On the supply side, TSMC, Samsung, and Intel offer integrated front- and back-end solutions, while ASE and PTI represent leading OSAT providers. TSMC stands out with unmatched maturity in process and packaging integration, supply chain reliability, and yield. Its advanced packaging solutions are currently irreplaceable. In contrast, OSATs primarily collaborate with foundries and target peripheral AI chips, not core flagship GPUs.

Intel’s 2.5D EMIB remains mainly used for its own CPUs, with limited external adoption. Its 3D Foveros Direct technology is also mostly internal. Samsung’s 2.5D I-Cube/H-Cube and 3D X-Cube platforms have yet to secure key customers or scale.

In short, advanced packaging is now a foundational enabler of AI and HPC. Demand is surging, while supply is limited by high barriers and long lead times. TSMC’s depth in process-packaging integration, yield stability, and client stickiness gives it a dominant, defensible position.

OSATs Diversifying Advanced Packaging, but Revenue Contribution Remains Modest

TSMC remains the global leader, but other alternatives are gaining traction—especially from OSATs:

• ASE FOCoS (Fan-Out Chip-on-Substrate): Uses panel-level fan-out to package large chiplets with dense RDL on a square substrate. It improves area utilization and lowers costs, making it a potential CoWoS substitute in specific applications. ASE is ahead in commercialization due to early entry and volume experience.
• PTI FOPLP (Fan-Out Panel Level Packaging): Similar to TSMC’s InFO but uses glass as interposer—offering better area efficiency, thermal performance, lower warpage, and cost. It targets mid-to-high-end SoCs and AI peripheral chips and is expected to begin contributing revenue in 2026.

Other approaches such as Intel’s EMIB and Innolux’s PLP are also being watched. However, due to the lack of maturity, customer adoption, and scale, these solutions will have limited short-term impact but merit future monitoring.

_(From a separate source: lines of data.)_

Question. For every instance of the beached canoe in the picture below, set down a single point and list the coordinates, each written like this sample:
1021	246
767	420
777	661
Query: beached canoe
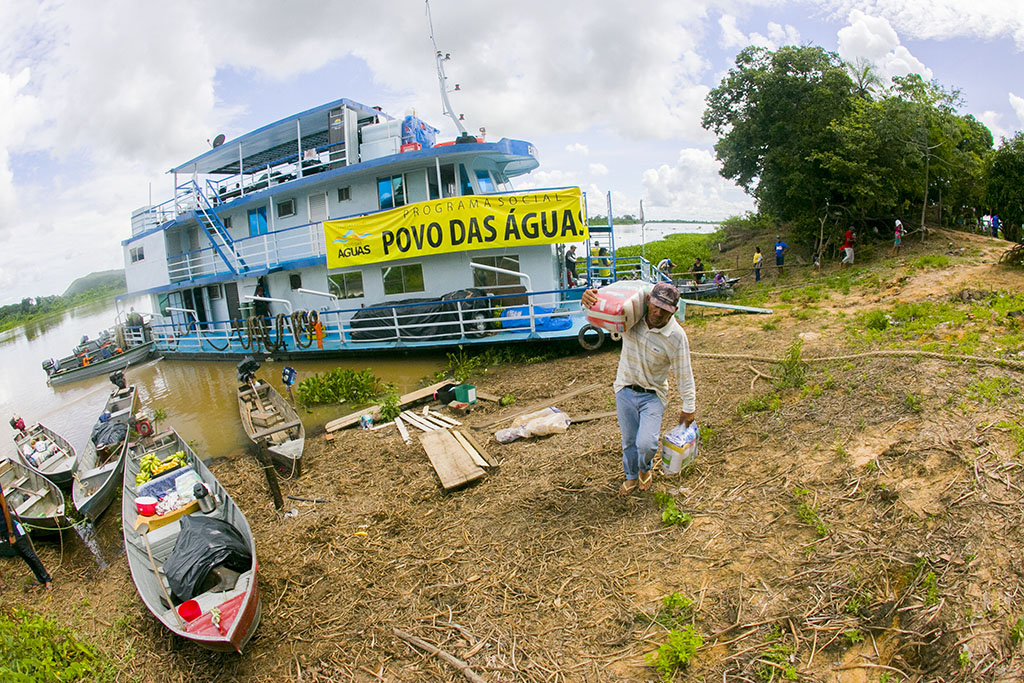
33	499
270	422
99	468
223	609
56	460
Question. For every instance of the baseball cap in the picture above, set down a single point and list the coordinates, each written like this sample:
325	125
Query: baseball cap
665	296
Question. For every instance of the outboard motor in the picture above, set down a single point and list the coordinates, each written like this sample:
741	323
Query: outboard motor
247	370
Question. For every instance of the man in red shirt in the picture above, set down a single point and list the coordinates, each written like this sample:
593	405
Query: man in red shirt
848	247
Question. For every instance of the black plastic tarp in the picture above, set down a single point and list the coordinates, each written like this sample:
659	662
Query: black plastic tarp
109	432
203	544
428	319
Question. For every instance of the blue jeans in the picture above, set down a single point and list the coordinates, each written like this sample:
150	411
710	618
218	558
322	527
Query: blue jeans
640	421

Key Taiwanese Stocks to Watch

Taiwan’s advanced packaging growth will continue to be led by TSMC, primarily through CoWoS capacity expansion, with WMCM and SoIC also scaling up. Investors should prioritize TSMC and its core suppliers across all three platforms.

TSMC (2330.TW)

TSMC is the world’s leading dedicated foundry with major facilities in Taiwan, China, Japan, Germany, and the US. In Q3 2025, HPC and smartphones accounted for 57% and 30% of revenue, reflecting TSMC’s vital role in AI server CPUs/GPUs, networking chips, and flagship mobile SoCs. Advanced nodes (5nm and 3nm) now contribute over 60% of revenue.

Outlook for 2026:

1. Tight advanced node capacity will enhance pricing power—TSMC plans a 3–8% hike for 3nm/2nm.
2. N2 (2nm) ramp will yield >10% of revenue in its first year—higher than N5 (8%) and N3 (6%).
3. Structural expansion of 3D Fabric platform—CoWoS capacity projected at 70k/120k/140k wafers per month by end-2025/26/27, growing 112%/71%/19% YoY, alongside SoIC/WMCM scaling from 2026.

With over 50% of revenue from AI/HPC, TSMC’s strong execution and long-term targets (20% CAGR, >53% gross margin, >25% ROE) support sustained growth in a data-driven world.

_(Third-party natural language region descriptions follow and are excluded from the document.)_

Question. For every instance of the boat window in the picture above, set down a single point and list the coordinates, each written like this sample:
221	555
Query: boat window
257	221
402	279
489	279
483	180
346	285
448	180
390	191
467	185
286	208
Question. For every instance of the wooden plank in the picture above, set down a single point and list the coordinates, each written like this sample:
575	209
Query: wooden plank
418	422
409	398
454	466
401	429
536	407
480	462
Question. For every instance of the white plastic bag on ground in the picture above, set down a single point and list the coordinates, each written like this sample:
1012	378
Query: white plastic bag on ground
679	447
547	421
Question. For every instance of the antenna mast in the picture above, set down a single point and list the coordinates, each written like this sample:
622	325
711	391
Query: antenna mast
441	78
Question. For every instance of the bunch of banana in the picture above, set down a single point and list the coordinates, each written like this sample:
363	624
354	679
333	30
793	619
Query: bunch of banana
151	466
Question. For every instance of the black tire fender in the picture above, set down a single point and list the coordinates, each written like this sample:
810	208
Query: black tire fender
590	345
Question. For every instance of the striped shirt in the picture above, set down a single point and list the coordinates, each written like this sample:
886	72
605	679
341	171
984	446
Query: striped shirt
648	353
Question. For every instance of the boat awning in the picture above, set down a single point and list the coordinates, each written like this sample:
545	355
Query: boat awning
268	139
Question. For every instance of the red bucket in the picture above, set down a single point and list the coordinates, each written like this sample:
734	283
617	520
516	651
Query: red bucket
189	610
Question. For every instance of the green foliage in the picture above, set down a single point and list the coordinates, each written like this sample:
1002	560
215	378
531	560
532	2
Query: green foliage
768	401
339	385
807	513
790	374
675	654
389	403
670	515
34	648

Grand Process Technology (3131.TW)

Grand Process Technology is a leading Taiwanese wet-process equipment provider focused on advanced packaging and wafer back-end. It supplies key equipment for CoWoS, SoIC, and WMCM, along with integrated chemical solutions.

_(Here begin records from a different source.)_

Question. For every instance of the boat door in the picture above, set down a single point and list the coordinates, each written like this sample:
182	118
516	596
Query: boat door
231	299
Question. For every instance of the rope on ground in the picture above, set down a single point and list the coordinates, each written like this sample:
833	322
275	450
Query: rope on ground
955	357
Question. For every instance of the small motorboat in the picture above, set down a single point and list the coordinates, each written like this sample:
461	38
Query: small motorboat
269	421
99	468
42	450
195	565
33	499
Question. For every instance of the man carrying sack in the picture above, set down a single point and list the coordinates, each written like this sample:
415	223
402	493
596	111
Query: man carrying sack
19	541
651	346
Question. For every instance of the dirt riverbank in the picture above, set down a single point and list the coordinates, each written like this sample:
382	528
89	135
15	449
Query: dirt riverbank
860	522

It is a core TSMC supplier, has entered ASE’s advanced lines, and supports HBM-related capacity for key memory clients.

Growth drivers for 2026:

1. TSMC/ASE capex for advanced packaging to grow 29% annually—driving demand for Grand Plastic’s wet-process equipment;
2. Integrated hardware-chemical model enhances revenue and margins;
3. Expansions at TSMC’s Taichung AP5, Zhunan AP6, Chiayi, and Tainan facilities, plus memory client orders into 2025–26 and new contributions from its high-margin subsidiary Tianhong.

Overall, Grand Process Technology is poised for strong revenue and profit growth through 2026, cementing its role as a key global supplier in advanced packaging equipment.